In the decades since, the laser has shaped the sheet metal fabrication business. In the 1980s and 1990s, just having a laser cutting machine was enough to set an operation apart. Next came automation, then lights-out automation, then the transition from the CO₂ to the fiber laser, then more sophisticated automation and autonomous cutting in which the machine learns and improves over time.
The technological march forward continues unabated, with machine-makers manipulating the fiber laser beam to improve the cut edge and eliminate the need for deburring. The change comes so rapidly, it can leave your head spinning.
So in this 50th year of The FABRICATOR, we’re diving deep and running a series on the cutting department. We’re taking a step back and looking at the current state of the cutting edge—or cutting the edge (of sheet metal and plate, that is)—through the lens of several successful fabricators, each serving different customers in different markets.
“Different customers” is the key phrase. Although technology drives metal fabrication forward, it’s just the engine.

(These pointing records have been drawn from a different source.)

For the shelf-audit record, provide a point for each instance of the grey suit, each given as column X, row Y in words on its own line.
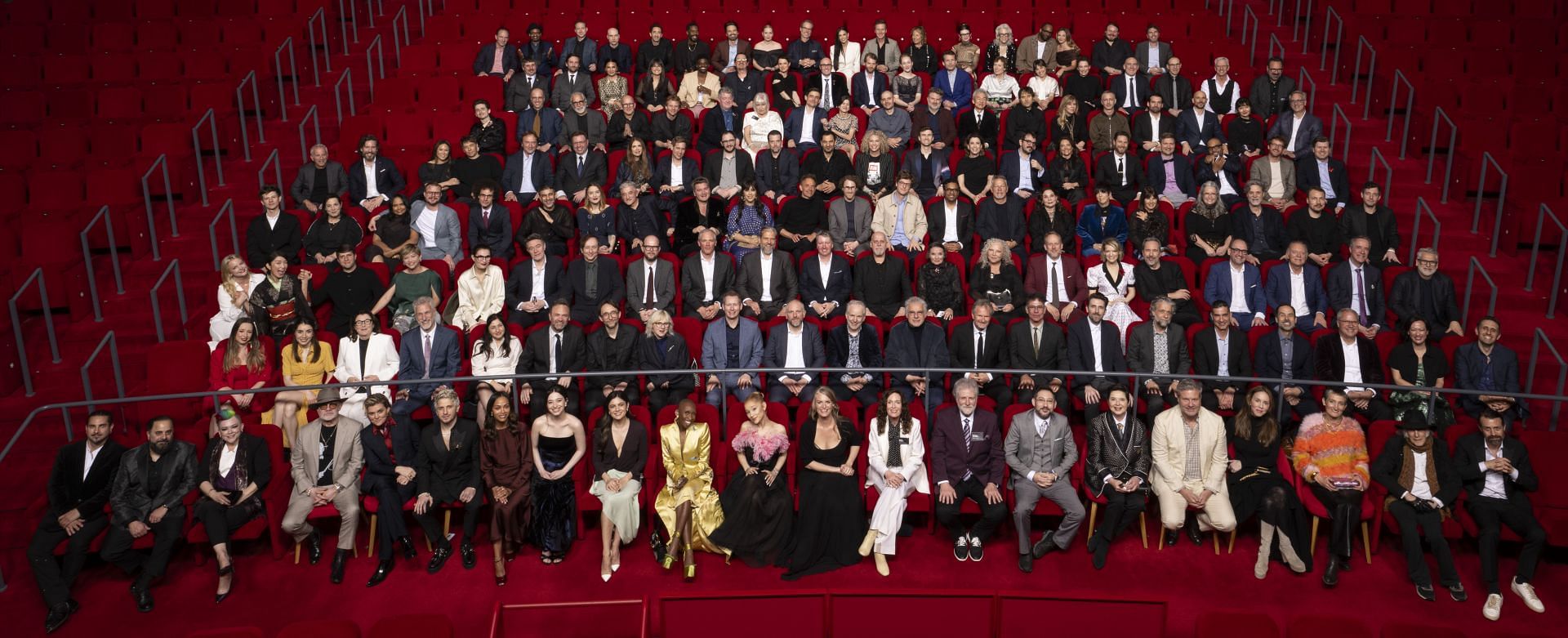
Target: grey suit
column 1029, row 453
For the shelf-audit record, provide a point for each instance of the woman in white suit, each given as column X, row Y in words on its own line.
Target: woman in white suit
column 366, row 355
column 898, row 467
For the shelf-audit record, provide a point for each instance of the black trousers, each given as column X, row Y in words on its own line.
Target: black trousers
column 57, row 576
column 1344, row 513
column 990, row 515
column 1490, row 516
column 1411, row 527
column 117, row 549
column 430, row 521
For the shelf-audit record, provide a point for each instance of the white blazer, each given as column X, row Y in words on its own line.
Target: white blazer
column 380, row 361
column 913, row 466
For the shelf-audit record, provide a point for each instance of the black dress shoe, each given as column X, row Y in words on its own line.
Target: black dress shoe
column 383, row 571
column 438, row 560
column 313, row 546
column 59, row 617
column 339, row 563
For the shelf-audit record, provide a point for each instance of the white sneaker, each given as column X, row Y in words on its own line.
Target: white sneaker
column 1493, row 607
column 1528, row 595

There is no single “right way” to run a cutting department. At the wheel is a shop’s customer mix. And because customer mixes vary so greatly, every fabricator drives a unique road.
Cut, Punch, Done
For years many have questioned the future of the punch press, especially after the fiber laser came onto the scene. For many applications the laser head outpaces the punch, even for hole-intensive jobs.
But visit Ometek, a large contract fabrication operation outside Columbus, Ohio, and you’d see the punch press is alive and well, not as a stand-alone operation but as an integral part of the punch/laser combo. The combo, including its two Amada machines with automated loading, unloading, and part removal and stacking, is now central to Ometek’s cutting strategy.
Manual Beginnings
So how did the metal fabricator get here? Its road started in the early 1990s in a very different place. “On our first laser, the head moved only in the X direction and the table moved in the Y direction,” said Tom Mackessy, president/CEO of Ometek. “It arrived on our floor because we were outsourcing laser work at the time, and there were certain parts that were laser-cut and machined. The machines allowed us to have that in-house capability. It allowed us to run prototypes, considering it had essentially no setup time. We could do more flexible nesting on the laser, too, which improved our material utilization for small components.”
That lack of setup, compared to the punch’s setup time, led Ometek to dive deeper into CO₂ lasers in the early 2000s. Instead of ordering a few large-quantity batches, customers wanted a greater number of small-quantity deliveries—hence the value of the laser with its minimal setup and flexible nesting for greater material utilization.